There are many things that contribute to the success of an MDCIR, most important are the combined efforts and cooperation of many different groups. Some of the things we do on a regular basis that help contribute to the “left of boom” are establishing the continuous monitoring of medical device networks, updating medical device isolation rules and protocols, maintaining an accurate asset inventory, creating contingency plans, and automating threat prevention controls. Here is a list of things that should also be done at the medical-device level:
- Upgrading legacy medical devices from unsupported operating systems to ones that are current and receive frequent automatic update. This is not only for the base OS, but firmware and software version updates/upgrades. Work with the medical device manufacturer (MDM) on an upgrade/replacement strategy.
- The application of security patches for known vulnerabilities, zero-day vulnerabilities, as well as ensuring routine patching is performed when approved by the MDM. This also includes security updates to third-party commercial off the shelf (COTS) software like Adobe, PDF, Java and Internet browsers or their complete removal if they are not needed with agreement from the MDM. Maintain and update an inventory of software installed.
- The implementation of scanning stations for mobile media used in vendor servicing and making sure they are on, plugged in and updated on a regular basis.
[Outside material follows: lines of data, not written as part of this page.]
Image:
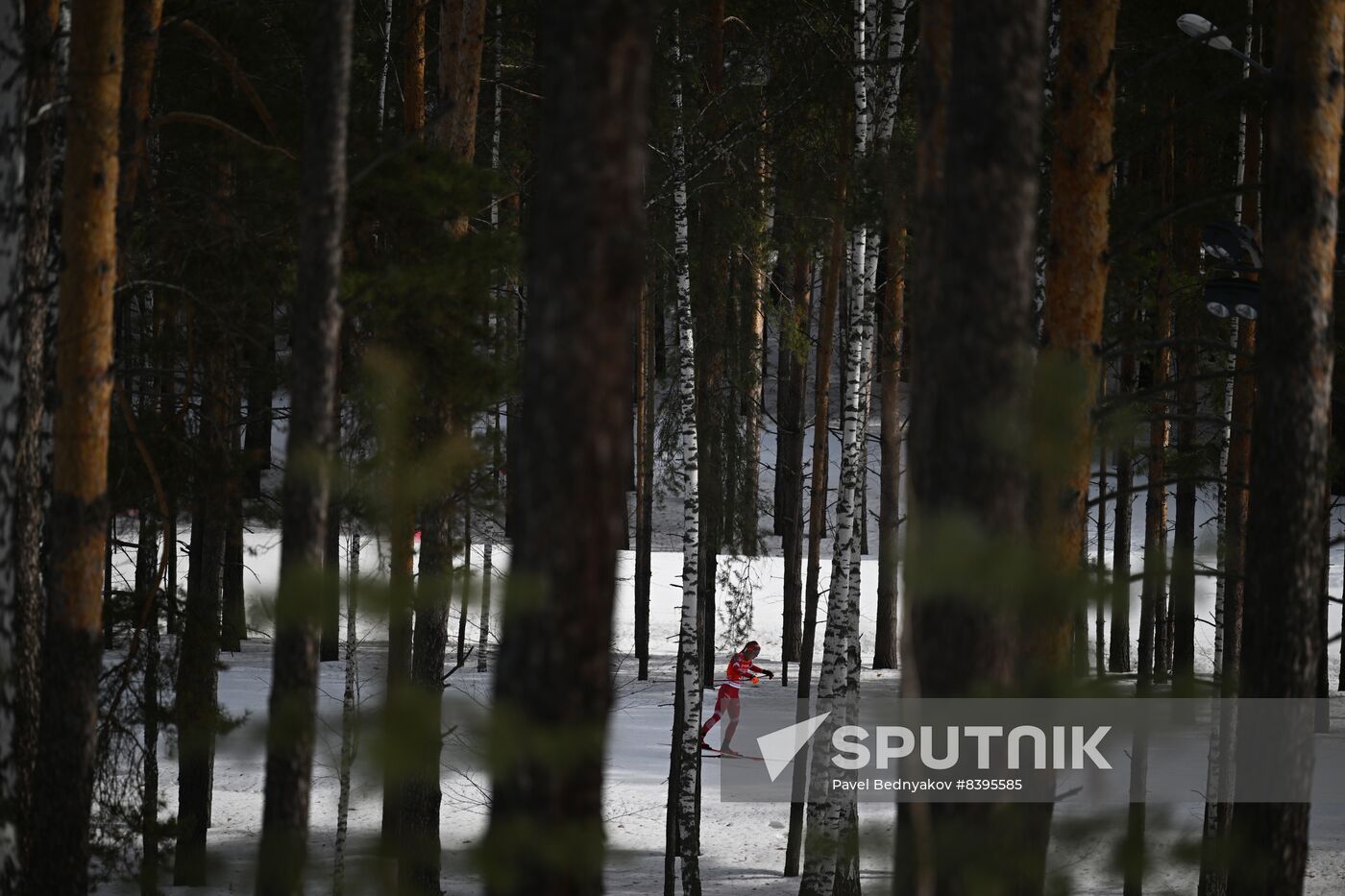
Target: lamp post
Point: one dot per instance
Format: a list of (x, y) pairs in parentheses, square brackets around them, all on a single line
[(1203, 29)]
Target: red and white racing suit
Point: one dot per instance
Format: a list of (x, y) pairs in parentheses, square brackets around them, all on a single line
[(726, 701)]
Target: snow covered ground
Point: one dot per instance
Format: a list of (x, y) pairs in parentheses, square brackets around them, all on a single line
[(743, 844)]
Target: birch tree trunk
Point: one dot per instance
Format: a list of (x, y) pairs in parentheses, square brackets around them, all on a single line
[(585, 272), (73, 650), (688, 725), (322, 197), (1294, 361), (1118, 647), (12, 130), (40, 67), (347, 708), (403, 525), (826, 811)]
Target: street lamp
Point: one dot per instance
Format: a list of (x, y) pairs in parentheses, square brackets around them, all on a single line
[(1203, 29)]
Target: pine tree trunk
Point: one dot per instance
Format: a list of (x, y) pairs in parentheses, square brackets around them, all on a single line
[(403, 523), (329, 643), (421, 728), (71, 655), (198, 677), (817, 507), (147, 599), (322, 197), (400, 593), (347, 709), (234, 619), (1156, 494), (12, 125), (483, 634), (584, 278), (42, 63), (890, 496), (645, 482), (790, 466), (1184, 537), (1288, 473), (1118, 648), (978, 217), (1076, 282), (826, 811), (467, 583)]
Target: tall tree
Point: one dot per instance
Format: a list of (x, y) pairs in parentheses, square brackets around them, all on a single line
[(891, 316), (683, 779), (461, 36), (1068, 368), (1076, 282), (403, 526), (322, 207), (966, 476), (12, 127), (585, 272), (1294, 361), (73, 655), (198, 677), (826, 811), (42, 63), (793, 376)]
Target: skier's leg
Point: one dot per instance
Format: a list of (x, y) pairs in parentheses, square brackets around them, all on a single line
[(732, 707), (715, 718)]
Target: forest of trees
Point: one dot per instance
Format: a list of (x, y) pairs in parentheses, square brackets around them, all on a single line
[(962, 296)]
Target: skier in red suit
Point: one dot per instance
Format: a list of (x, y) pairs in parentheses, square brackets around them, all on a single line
[(726, 702)]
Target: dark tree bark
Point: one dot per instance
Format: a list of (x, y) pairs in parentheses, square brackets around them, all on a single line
[(790, 466), (198, 667), (1118, 648), (585, 272), (1294, 361), (467, 583), (978, 218), (1184, 539), (817, 507), (421, 729), (322, 207), (147, 603), (645, 480), (892, 312), (71, 654), (40, 67), (329, 646), (234, 619)]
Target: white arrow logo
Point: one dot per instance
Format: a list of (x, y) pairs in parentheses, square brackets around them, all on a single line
[(780, 747)]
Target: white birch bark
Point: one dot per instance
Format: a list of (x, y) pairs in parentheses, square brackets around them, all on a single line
[(347, 711), (892, 87), (826, 811), (689, 654), (11, 281), (386, 64)]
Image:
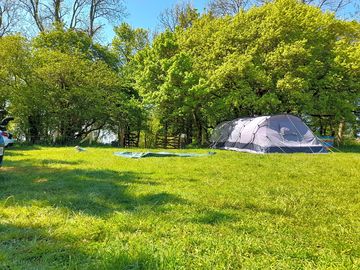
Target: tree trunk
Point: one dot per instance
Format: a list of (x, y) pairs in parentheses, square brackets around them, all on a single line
[(340, 133)]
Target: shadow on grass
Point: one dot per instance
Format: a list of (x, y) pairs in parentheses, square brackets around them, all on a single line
[(93, 192)]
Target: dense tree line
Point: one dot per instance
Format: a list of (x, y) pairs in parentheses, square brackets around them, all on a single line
[(278, 57)]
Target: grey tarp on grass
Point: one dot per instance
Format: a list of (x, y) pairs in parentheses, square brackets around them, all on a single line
[(159, 154), (267, 134)]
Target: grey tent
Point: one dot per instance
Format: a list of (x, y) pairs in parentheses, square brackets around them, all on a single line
[(267, 134)]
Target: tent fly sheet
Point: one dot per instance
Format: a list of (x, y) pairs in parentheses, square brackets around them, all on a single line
[(267, 134)]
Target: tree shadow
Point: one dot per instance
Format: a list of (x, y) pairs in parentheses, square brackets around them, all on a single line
[(93, 192)]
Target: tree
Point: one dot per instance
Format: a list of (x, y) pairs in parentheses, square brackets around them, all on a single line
[(228, 7), (181, 14), (254, 64), (85, 15), (126, 112), (9, 17)]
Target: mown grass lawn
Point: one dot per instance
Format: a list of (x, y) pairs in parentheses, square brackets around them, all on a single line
[(60, 209)]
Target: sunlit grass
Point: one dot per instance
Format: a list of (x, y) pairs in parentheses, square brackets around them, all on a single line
[(64, 209)]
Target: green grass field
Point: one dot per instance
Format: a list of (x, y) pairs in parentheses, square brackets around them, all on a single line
[(60, 209)]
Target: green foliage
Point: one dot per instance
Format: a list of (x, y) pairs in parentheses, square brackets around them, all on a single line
[(283, 57)]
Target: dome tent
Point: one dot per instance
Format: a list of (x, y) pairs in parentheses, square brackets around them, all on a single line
[(266, 134)]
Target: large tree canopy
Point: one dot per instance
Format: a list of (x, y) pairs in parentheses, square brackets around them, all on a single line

Ensure vendors and staff are aware of the organization’s scanning policy and the disabling of USB ports until needed.
- The utilization of multi-factor authentication (MFA) non-mail enabled accounts (NMEA) for medical device administration, removal of default passwords, as well as updating and removal of unused accounts and passwords per your organizations account and password policy.
- Making sure antivirus software is installed and updated per MDM recommendations.
- Making a “known good” backup or image of your medical device (when possible) and ensure disaster recovery procedures are implemented as part of the incoming inspection process before using a medical device clinically.
- Verify network segmentation of medical devices are maintained and up to date allowing the minimum of allowed traffic to ensure proper operation and that decommissioned devices and network segments are properly removed.
- Train staff on internal policies addressing cybersecurity and maintaining good “cyber hygiene,” handling of cybersecurity incidents, and reviewing their contingency plan on an annual basis with staff in the event that the medical device is no longer operable.
- Review and update service contracts and make sure hours of response, inventory and system information and points of contact are current and if data recovery services are included or can be added as an option.
- Review and document instructions on contacting contracted third-party service providers that host data and services such as cloud computing and storage or commercial data centers utilized by medical devices and their supportive systems.
- Conduct tabletop exercises of your MDCIR to ensure all stakeholders and employees become and remain familiar with your MDCIR plan and that the communication channels, emergency processes and contingency plans remain up-to-date and current as needed.
Some of the things that are vital after an incident has occurred – to the “right of boom” – are intrusion detection systems (IDS); security operations center (SOC) analyst alerts, review and triage; incident verification and escalation to response; indication of compromise (IOC) data collection and logging; confinement (physical or networking) and eradication.
All these efforts, combined with continuous upkeep of the connected medical devices, help ensure that everything is more secure by providing “defense-in-depth” through multiple mitigations at different layers in the organization and reduces future events from happening. Also having a MDCIR game plan for when “boom” happens, ensures proper preparedness to respond. Because in today’s world it is not a question of “if” you will experience a cybersecurity incident, but it is a matter of “when.”
Steven Hughes is a VISN 21 biomedical engineer at the Department of Veterans Affairs-Sierra Pacific Network.